Tous, bien sûr, avancent qu’ils se sentent le devoir de porter la parole et les espoirs des Français, qu’ils ont le devoir d’être les représentants d’un courant qui sans eux disparaîtrait du paysage politique.

Ces prétentions seraient acceptables s’ils ne défendaient pas des idées proches les uns des autres, s’il y avait une différence abyssale dans leurs propositions, par exemple, sur le Frexit. Leurs discours seraient recevables si, sur l’immigration ou le retour à la nation, ils nous servaient des plats originaux, et cela nous ferait peut-être oublier que Dupont-Aignan soutint Marine Le Pen au second tour de la présidentielle de 2017, que Florian Philipot fut son bras droit durant des années.

Certes on ne peut faire de politique sans un ego surdimensionné ni sans une ambition XXL, certes mieux vaut un petit chez-soi (même si ce n’est qu’une cabane de jardin) qu’un grand chez les autres. Mais est-ce la seule explication ?

Pour exister politiquement, il faut avoir du fric. C’est peut-être là que se joue le maintien de ces hommes dans la course présidentielle.

Asselineau est un cas à part. En l’écoutant, on perçoit clairement le peu de considération qu’il porte à ses “collègues” souverainistes. Mais Dupont-Aignan et Philippot sont des hommes d’expérience, ils connaissent parfaitement les rouages et les besoins d’un parti politique. Par leurs candidatures, ils ne se positionnent pas réellement dans la course à la présidentielle, mais pour la 3e mi-temps que sont devenues les législatives avec l’instauration dramatique du quinquennat.
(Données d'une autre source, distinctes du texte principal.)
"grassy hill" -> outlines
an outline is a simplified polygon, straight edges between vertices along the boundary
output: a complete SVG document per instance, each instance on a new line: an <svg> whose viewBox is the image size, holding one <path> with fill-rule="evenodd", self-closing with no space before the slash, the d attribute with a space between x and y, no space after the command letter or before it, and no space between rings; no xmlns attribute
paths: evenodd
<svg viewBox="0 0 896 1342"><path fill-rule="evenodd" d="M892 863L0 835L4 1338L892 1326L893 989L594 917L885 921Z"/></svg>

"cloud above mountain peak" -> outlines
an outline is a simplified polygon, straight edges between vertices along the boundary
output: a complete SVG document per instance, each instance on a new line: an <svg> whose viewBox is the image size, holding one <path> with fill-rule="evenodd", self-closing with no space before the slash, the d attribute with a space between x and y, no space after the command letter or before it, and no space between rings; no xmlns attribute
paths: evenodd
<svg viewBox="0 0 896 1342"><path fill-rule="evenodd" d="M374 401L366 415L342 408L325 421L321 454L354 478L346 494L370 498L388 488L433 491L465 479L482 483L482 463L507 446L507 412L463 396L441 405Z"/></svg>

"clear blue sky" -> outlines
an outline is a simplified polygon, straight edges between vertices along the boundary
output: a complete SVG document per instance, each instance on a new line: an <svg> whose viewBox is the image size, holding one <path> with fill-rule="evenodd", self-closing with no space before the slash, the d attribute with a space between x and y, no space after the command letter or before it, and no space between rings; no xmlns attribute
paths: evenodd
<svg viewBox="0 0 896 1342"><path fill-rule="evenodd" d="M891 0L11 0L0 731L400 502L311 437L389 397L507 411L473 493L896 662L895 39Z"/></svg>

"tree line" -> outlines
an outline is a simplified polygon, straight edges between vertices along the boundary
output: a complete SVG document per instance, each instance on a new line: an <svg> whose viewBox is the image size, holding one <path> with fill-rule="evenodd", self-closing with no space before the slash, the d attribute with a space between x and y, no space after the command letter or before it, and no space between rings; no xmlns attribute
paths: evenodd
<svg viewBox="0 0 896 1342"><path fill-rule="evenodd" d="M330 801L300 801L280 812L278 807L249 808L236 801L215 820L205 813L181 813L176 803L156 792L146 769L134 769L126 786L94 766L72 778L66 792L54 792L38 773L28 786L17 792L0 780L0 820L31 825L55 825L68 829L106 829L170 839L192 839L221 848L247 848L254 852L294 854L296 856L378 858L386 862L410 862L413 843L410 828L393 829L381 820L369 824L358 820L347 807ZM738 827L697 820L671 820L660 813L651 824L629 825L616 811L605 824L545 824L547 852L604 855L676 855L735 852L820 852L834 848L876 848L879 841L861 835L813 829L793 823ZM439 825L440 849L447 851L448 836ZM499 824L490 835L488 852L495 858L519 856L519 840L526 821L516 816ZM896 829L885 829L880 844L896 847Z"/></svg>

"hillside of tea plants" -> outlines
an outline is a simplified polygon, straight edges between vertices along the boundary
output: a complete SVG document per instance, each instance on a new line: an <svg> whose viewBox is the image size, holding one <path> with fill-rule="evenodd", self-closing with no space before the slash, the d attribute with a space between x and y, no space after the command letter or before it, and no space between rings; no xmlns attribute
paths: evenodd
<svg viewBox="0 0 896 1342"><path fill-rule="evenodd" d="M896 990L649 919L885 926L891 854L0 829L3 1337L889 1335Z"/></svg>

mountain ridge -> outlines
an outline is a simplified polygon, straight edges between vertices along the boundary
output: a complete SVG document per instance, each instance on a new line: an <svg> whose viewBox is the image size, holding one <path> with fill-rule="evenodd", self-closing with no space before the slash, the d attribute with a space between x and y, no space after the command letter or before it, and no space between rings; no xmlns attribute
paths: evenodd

Leur vrai objectif est-il là ?

Depuis 2000, ces élections qui interviennent dans la foulée de la présidentielle requièrent, pour un parti, d’avoir eu un candidat dans la course à l’Élysée s’il veut être remarqué lors des législatives. Pourquoi ? Tout simplement pour avoir droit au financement public. Ainsi toute formation ayant obtenu plus de 1 % des suffrages dans au moins 50 circonscriptions reçoit une aide publique conséquente.

L’État verse des dizaines de millions d’euros aux formations politiques uniquement sur leur score aux législatives de 2017. L’enjeu est donc primordial, puisque ce sont les principales ressources de beaucoup de partis microscopiques. Depuis 2014, chaque formation politique engrange, chaque année, la somme de 1,42 euro par voix recueillie par l’un de ses candidats lors du premier tour des élections législatives. Ainsi cela fait 376 000 € par an pour Debout la France (1).

De quoi justifier une raclée électorale à la présidentielle pour être présent ensuite dans la plupart  des circonscriptions.

Les convictions ou l’argent des contribuables, ces messieurs semblent avoir choisi.